Chinese Chemical Letters  2015, Vol.26 Issue (01):69-72   PDF    
Two 1-(6'-O-acyl-β-D-glucopyranosyl)pyridinium-3-carboxylates from the flower buds of Lonicera japonica
Zhi-Bo Jiang, Wei-Xia Song, Jian-Gong Shi     
State Key Laboratory of Bioactive Substance and Function of Natural Medicines, Institute of Materia Medica, Chinese Academy of Medical Sciences and Peking Union Medical College, Beijing 100050, China
Abstract: Two new 1-(6'-O-acyl-β-D-glucopyranosyl)pyridinium-3-carboxylates, lonijaponinicotinosides A (1) and B (2), were isolated from an aqueous extract of the flower buds of Lonicera japonica. Their structures were determined by spectroscopic data analysis, and confirmed by comparison with synthetic 1-β-D-glucopyranosylpyridinium-3-carboxylate.

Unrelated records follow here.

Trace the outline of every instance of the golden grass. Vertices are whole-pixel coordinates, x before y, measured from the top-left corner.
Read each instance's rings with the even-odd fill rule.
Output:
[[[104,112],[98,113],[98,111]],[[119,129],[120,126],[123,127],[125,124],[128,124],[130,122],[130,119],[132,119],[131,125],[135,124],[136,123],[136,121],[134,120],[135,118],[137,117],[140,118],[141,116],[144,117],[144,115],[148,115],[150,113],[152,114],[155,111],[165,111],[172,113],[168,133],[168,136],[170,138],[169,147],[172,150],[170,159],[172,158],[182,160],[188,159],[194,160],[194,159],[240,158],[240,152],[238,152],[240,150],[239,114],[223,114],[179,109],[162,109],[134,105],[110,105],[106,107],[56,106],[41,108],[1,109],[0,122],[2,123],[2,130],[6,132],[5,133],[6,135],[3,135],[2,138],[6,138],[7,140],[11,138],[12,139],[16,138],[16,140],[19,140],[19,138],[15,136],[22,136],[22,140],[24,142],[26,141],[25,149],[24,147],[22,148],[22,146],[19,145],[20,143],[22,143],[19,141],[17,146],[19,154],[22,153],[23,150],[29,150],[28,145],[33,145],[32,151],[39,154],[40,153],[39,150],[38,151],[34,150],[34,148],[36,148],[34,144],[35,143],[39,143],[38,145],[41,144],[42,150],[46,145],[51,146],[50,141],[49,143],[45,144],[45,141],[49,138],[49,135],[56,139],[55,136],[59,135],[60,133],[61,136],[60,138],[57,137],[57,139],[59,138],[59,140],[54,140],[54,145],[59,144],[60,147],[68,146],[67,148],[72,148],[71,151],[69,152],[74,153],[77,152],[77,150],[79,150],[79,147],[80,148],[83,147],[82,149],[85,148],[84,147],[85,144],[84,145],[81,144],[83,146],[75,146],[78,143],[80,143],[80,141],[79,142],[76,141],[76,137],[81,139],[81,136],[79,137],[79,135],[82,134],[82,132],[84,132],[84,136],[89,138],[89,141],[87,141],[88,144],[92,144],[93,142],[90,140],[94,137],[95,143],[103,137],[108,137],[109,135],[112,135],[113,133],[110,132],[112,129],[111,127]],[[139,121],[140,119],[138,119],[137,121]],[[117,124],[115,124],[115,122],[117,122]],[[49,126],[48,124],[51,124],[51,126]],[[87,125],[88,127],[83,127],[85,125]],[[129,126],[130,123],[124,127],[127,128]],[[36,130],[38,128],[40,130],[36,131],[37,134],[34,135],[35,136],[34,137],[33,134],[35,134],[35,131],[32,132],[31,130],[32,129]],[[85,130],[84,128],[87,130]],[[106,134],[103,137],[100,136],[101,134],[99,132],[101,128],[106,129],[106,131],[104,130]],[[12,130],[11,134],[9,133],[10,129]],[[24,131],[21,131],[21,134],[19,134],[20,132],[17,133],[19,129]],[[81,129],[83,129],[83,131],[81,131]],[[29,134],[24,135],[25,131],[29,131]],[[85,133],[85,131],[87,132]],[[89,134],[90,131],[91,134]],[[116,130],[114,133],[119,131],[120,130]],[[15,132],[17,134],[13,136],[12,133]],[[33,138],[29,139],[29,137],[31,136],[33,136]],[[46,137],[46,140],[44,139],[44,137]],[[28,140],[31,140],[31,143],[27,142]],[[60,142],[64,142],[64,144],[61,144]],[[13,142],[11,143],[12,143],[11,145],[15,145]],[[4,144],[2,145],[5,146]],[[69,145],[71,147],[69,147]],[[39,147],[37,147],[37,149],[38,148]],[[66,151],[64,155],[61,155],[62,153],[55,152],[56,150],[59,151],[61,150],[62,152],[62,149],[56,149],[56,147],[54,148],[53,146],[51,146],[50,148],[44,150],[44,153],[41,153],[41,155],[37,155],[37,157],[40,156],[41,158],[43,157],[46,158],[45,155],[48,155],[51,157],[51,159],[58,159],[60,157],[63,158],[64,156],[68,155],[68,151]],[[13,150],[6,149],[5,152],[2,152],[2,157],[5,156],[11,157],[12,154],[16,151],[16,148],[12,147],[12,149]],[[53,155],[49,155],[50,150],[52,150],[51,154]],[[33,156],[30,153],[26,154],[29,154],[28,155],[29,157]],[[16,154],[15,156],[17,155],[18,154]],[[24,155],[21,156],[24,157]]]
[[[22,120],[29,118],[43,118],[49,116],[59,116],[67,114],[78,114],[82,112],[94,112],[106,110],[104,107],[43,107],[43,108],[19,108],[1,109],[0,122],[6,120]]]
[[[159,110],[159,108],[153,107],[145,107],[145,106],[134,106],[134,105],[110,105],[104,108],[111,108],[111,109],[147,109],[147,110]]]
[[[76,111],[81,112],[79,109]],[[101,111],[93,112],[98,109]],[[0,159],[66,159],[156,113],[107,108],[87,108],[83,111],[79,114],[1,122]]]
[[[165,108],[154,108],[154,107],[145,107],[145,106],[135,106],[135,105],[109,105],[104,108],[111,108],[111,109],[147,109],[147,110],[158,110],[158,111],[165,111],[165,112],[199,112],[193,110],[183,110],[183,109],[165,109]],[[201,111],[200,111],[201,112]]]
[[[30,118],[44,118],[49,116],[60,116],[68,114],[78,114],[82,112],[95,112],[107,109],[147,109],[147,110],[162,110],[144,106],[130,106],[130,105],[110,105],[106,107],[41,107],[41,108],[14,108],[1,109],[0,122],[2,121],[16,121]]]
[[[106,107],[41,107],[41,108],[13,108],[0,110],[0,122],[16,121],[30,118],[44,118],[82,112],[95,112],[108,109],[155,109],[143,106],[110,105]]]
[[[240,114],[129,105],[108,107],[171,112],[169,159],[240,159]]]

Key words: Lonicera japonica     Caprifoliaceae     1-(6'-O-Acyl-β-D-glucopyranosyl)pyridinium-3-carboxylates     1-β-D-Glucopyranosylpyridinium-3-carboxylate     Isolation     Structure elucidation    
1. Introduction

In traditional Chinese medicine,the flower buds of Lonicera japonica Thunb. (Caprifoliaceae),Jin Yin Hua,is a common ingredient of formulations used for treating influenza,cold,fever, and infections [1]. More than a hundred of chemical constituents including caffeoyl quinic acids,secoiridoids,flavonoids,saponins, cerebrosides,and polyphenols [2, 3, 4, 5, 6, 7, 8, 9, 10, 11, 12, 13] have been reported from extracts of this plant. However,the previous studies were mainly focused on the constituents with a relatively lower polarity from the alcoholic extracts,which is not consistent with the practical application of decoctions. As part of a program to assess the chemical and biological diversity of traditional Chinese medicines [14, 15, 16],we conducted detailed chemical analysis of an aqueous extract of the flower buds of L. japonica. In previous papers [17, 18, 19, 20], we have reported the isolation and biological assay of 29 homosecoiridoids with unusual structural characters of the secoiridoid nucleus coupled with N-substituted nicotinic acid or pyridine units,phenylpyruvic acid derived moieties,and β-hydroxy amino acid units,respectively. In addition,after the flower buds were extracted by water,the residue was extracted with EtOH (95%), from which six new aromatic glycosides and 48 known compounds were characterized [21, 22]. Continuing examination of the aqueous extract have resulted in isolation and structure characterization of two new 1-(6’-O-acyl-β-D-glucopyranosyl)pyridinium- 3-carboxylates,named lonijaponinicotinosides A (1) and B (2) (Fig. 1).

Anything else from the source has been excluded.